Französische Gesetze
Die Freude ist bei allen Beteiligten sichtbar. Sogar bei den jüngsten Musikerinnen und Musikern, die auf der Zielgeraden ausgebremst wurden: Sie hatten extra von der Schule freigenommen, um hier in Paris spielen zu können. Doch dann kam die Meldung eines Anwalts: Personen unter 18 Jahren dürfen nicht auftreten! Es war nicht die erste etatistische Hürde, die Kevin für seine Show nehmen musste. Bereits die Woche davor hatte es geheissen, die Dorfmusik dürfe nicht auftreten, da sie nicht bezahlt werde. «Ich habe dann einen Brief an die Organisatoren der Paris Fashion Week geschrieben und erklärt, dass die Ancienne Cécilia eine normale Dorfmusik ist und die Beteiligten nicht ausgebeutet werden», erklärt der Schweizer Botschafter Roberto Balzaretti, 59, lachend.
Der 14-jährige Lénaïc Morard war trotz des Auftrittsverbots zum Schluss versöhnt. «Wenn wir das verpasst hätten, wäre das saublöd gewesen.» Dass Kevin aus seinem Dorf komme, habe er erst durch die Netflix-Serie «Emily in Paris» entdeckt, in der Lily Collins ein Germanier-Kleid trägt. «Nicht schlecht, dass einer von uns es so weit gebracht hat», findet Lénaïc.
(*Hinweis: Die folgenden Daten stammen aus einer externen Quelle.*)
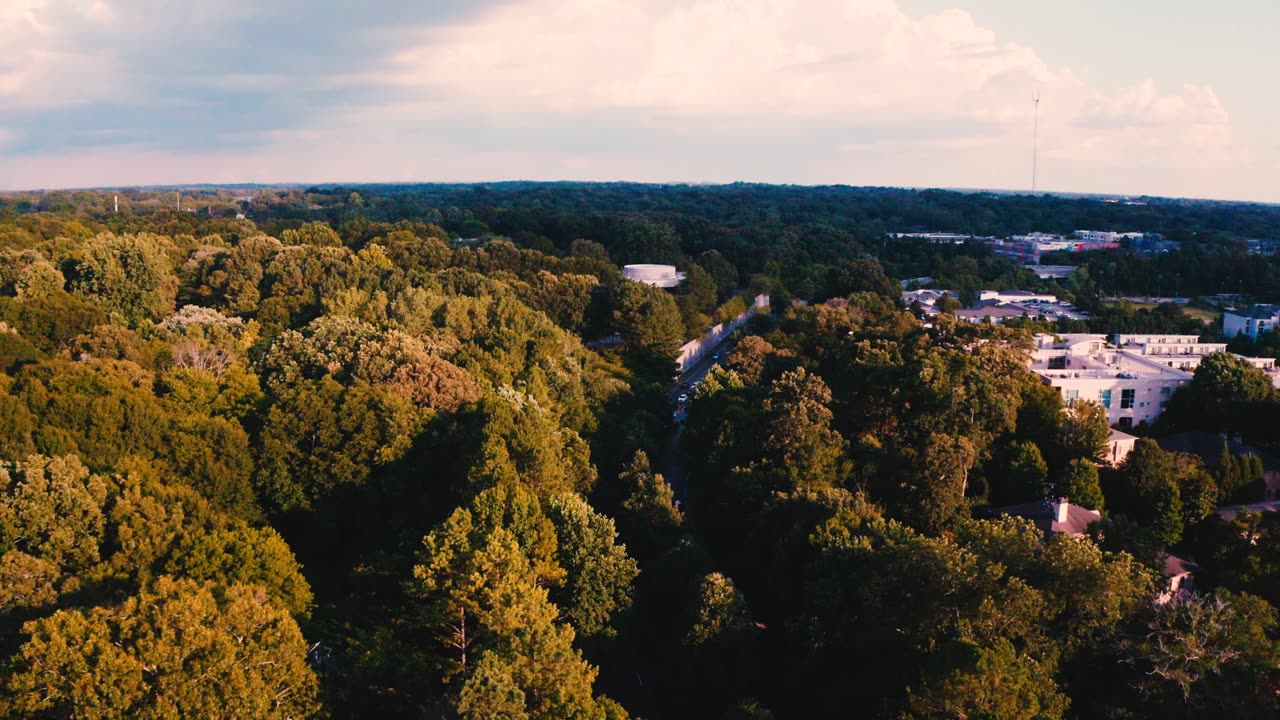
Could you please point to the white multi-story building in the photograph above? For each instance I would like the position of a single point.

Während sich die Delegation langsam auf den Weg zum Empfang in der Schweizer Botschaft macht, beantwortet Kevin Germanier hinter der Bühne Fragen, gibt Interviews. Die Tage vor einer Show sind stressig, trotzdem habe er die Nacht davor geschlafen – «ein bisschen» zumindest. Ganz in Schwarz gekleidet und sehr zurückhaltend bleibt er den ganzen Tag die Ruhe selbst, überwacht, wos nötig ist, packt selber an. «Ich habe ein fantastisches Team», sagt er. Die 28 Modelle der Kollektion unter dem Titel «Les épineuses» (die Dornigen) hätten sie in zwei Monaten aus dem Boden gestampft. Im Dezember verhandelte er noch über Restposten mit dem Luxuskonzern LVMH, dann galt es, im Rekordtempo zu kreieren und Aufträge zu erteilen –unter anderem nach Chermignon zu seinen Tanten. Die Feder- und Perlenkleider habe er beibehalten, die Plissees und «Dornen»-Kleider sind neu dazugekommen. «Die feinen Glitzerfäden stammen aus der Floristik. Sie verlieren aber schnell die Farbe und werden weggeworfen», erklärt er. Von seinem Team werden sie neu eingefärbt und zu feenhaften Kreationen verarbeitet.
René Célestin, der seit Beginn die Shows von Germanier organisiert, ist voll des Lobes für den Schweizer: «Er hat alles, was es für den Erfolg braucht: Er ist freundlich, seriös, pünktlich und exakt. Mit seinem Prinzip des Upcyclings liegt er voll im Trend. Und er ist schweizerisch geblieben.» Eine Dorfmusik, nein, das sei ihm noch bei keiner Show begegnet. «Aber hey, wie die spielen – ganz hohe Schule! Sie schaffen eine einmalige Stimmung.»
Von Arsène Duc fällt die Spannung erst am Abend richtig ab. Er, der selber internationale und nationale Titel als Dirigent in seinem Palmarès hat, wollte nur eines: «Es muss alles klappen, wir wollen, dass alles genau so ist, wie Kevin es sich vorgestellt hat. Wir sind hier für ihn und verdanken ihm diesen einmaligen Auftritt.» Auftrag erfüllt! Das wusste Duc, als sich der Vorhang im Théatre Libre um 16.49 Uhr schloss.